I had to bring my aging Toyota to the garage today to find out what’s wrong with the exhaust system. We had a new one put on less than three years ago, but it’s never been quite right and seems to be rusting away. The problem is that we brought our Matrix over from the States in 2005 (I inherited it after my Aunt Sheila died) and although it’s been the best car I’ve ever owned (bar none!), it is difficult to get many parts for it because this model was never sold here. Luckily, very little has gone wrong with it, and aside from getting louder recently, it still runs like a top. This is partly due to the service it’s gotten at Herr Magnus’ garage. A former Citroen dealer, he has also worked on lots of American servicemen’s cars over the years and long ago agreed to take us on as clients. One of the best things about going to Magnus is being able to check out the other customers’ cars there. Magnus is considered somewhat of an expert when it comes to the old DS models, the so-called “goddess”, and customers come from far and wide to get his advice and help. There are always a number of them sitting around waiting for new brakes or transmissions, or because the hydropneumatic suspension system has to be flushed. I’ve always been fascinated by them, and the smaller, two-cylinder CVs as well. They are so different than almost all the other vehicles on the road.
This one looks like it’s ready to eat anyone who gets too close. Lots of space under the hood and plenty of access to all the various parts of the engine. And those front lights!
Some of them look like they have been in the garage for a long time, and Herr Magnus does indeed have a hard time finding trained mechanics who are willing to work on these increasingly rare vehicles. He wanted to retire himself, due to various health problems, but decided that his 600-euro-a-month pension was not sufficient to enjoy a pleasant post-work life.
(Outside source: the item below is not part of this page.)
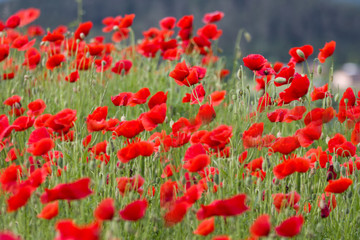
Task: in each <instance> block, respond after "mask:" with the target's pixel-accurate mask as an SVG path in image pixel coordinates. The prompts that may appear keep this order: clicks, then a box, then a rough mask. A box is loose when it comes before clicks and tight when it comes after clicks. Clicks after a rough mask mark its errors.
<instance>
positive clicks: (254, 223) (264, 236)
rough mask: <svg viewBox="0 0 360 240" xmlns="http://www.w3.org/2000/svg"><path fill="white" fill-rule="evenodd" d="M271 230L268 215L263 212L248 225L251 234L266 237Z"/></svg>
mask: <svg viewBox="0 0 360 240" xmlns="http://www.w3.org/2000/svg"><path fill="white" fill-rule="evenodd" d="M270 230H271V223H270V216H269V215H267V214H263V215H261V216H259V217H258V218H257V219H256V220H255V221H254V223H253V224H252V225H251V227H250V233H251V236H254V237H266V236H268V235H269V233H270Z"/></svg>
I also suspect the idea of sitting around at home, not getting his fingers covered in hydraulic fluid on a regular basis was not very appealing to him.
Almost looks like two fish waiting to leap out of the water! Maybe they’re just anxious to get back on the road, and don’t like being kept in the semi-darkness of this old, underground garage. Are there any other cars this unusual, or beautiful?
I love the flowing form of the DS, and the fact that it takes a few seconds for the car to rise to its proper height once the ignition has been turned on. While this type of suspension certainly gave the car a smooth ride, it also made it very expensive and difficult to work on due to a need for special tools and training. This old DS is almost ready to roll.
And now my old Matrix sits tucked away in one of the bays, awaiting parts that will (hopefully) return it to its former muffled self. Unfortunately Herr Magnus has to move out of this garage, which he has rented for over 55 years. The landlord decided to triple the rent, which is quite common in Berlin these days, but this proved to be too much for the proud mechanic. When I asked him what would become of this place, he answered that he didn’t know and didn’t care, which I find somewhat hard to believe. You grow attached to the place you have spent a majority of your working life in, don’t you? At any rate, it’s the end of an era, and I will sorely miss walking down the steep ramp into this treasure trove of old technology.